Six months after Klara Göttert, 14, fell to her death at Northgate Shopping Centre, her mother Liesl Göttert, has spoken out about her grief.
“It’s been six months since Klara’s death and I still cry every day,” Göttert told Northcliff Melville Times during Teenage Suicide Awareness Week, which ran from February 21 to 28.
“There are wounds that never show on the body, that are deeper and more hurtful than anything that bleeds.”
Liesl, father Dieter and their children Rebekka, 20, and Denno, 17, have created a video production that they hope will bring comfort to people who have lost loved ones.
“Many parents whose children commit suicide feel so stigmatised and guilty. They feel they are a failure. It would be unnatural if you didn’t feel this way,” said Göttert.
After Klara’s death, hundreds of teenagers and young adults started phoning, messaging and mailing Liesl because they felt comfortable sharing their feelings with her on social media, she said.
“During the time when Klara’s death was in the news, I received an average of 200 e-mails, messages and phone calls from young people who told me they had tried to commit suicide many times and needed help.
“Because I was outspoken about Klara’s death so many parents asked me to help them. It wasn’t one or two calls. I suddenly became the expert even though I knew nothing,” Liesl pointed out.

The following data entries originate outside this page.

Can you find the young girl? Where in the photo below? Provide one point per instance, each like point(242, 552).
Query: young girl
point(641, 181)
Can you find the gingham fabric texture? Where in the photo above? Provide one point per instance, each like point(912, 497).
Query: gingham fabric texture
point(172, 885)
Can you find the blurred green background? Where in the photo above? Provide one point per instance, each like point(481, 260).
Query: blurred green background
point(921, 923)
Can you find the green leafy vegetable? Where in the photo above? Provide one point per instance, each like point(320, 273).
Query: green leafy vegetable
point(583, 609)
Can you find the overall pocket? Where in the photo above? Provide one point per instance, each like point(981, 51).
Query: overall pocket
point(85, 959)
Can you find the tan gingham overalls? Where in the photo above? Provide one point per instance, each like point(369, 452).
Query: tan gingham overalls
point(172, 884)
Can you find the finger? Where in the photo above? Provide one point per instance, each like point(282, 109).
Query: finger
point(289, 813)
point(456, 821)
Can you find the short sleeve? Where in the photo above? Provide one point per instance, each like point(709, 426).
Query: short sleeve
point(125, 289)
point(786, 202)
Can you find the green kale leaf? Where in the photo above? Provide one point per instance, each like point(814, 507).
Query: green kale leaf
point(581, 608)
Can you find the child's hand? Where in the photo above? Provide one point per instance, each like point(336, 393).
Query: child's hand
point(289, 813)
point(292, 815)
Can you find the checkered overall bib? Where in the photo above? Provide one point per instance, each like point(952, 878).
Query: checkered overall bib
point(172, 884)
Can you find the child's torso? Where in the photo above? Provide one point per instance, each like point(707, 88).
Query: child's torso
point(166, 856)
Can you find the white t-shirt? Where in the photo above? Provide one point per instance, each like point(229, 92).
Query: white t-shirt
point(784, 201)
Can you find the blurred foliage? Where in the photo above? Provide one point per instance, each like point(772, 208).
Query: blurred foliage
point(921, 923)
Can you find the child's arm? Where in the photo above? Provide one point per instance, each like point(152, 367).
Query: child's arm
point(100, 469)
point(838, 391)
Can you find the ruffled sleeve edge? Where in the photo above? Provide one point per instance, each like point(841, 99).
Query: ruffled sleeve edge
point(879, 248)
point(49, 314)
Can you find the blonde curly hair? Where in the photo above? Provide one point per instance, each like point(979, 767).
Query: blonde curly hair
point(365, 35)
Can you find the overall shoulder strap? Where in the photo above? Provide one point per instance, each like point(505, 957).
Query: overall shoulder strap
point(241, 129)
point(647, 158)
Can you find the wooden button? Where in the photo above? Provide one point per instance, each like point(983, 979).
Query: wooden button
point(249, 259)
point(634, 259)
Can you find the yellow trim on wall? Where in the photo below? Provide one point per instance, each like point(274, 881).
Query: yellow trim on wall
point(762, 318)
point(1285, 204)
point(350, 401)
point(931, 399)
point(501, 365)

“I started writing a book. I am nearly finished. But I doubt that I would ever publish it. I wrote because I saw so many people who do not have any answers.
“I tried to ‘unpack’ everything in an effort to try and understand what happened,” she said.
According to Liesl, the Klara Göttert Foundation will now be shooting video interviews with people who have experienced profound grief as a result of losing a loved one, as well as friends and family members whose loved ones took their own lives.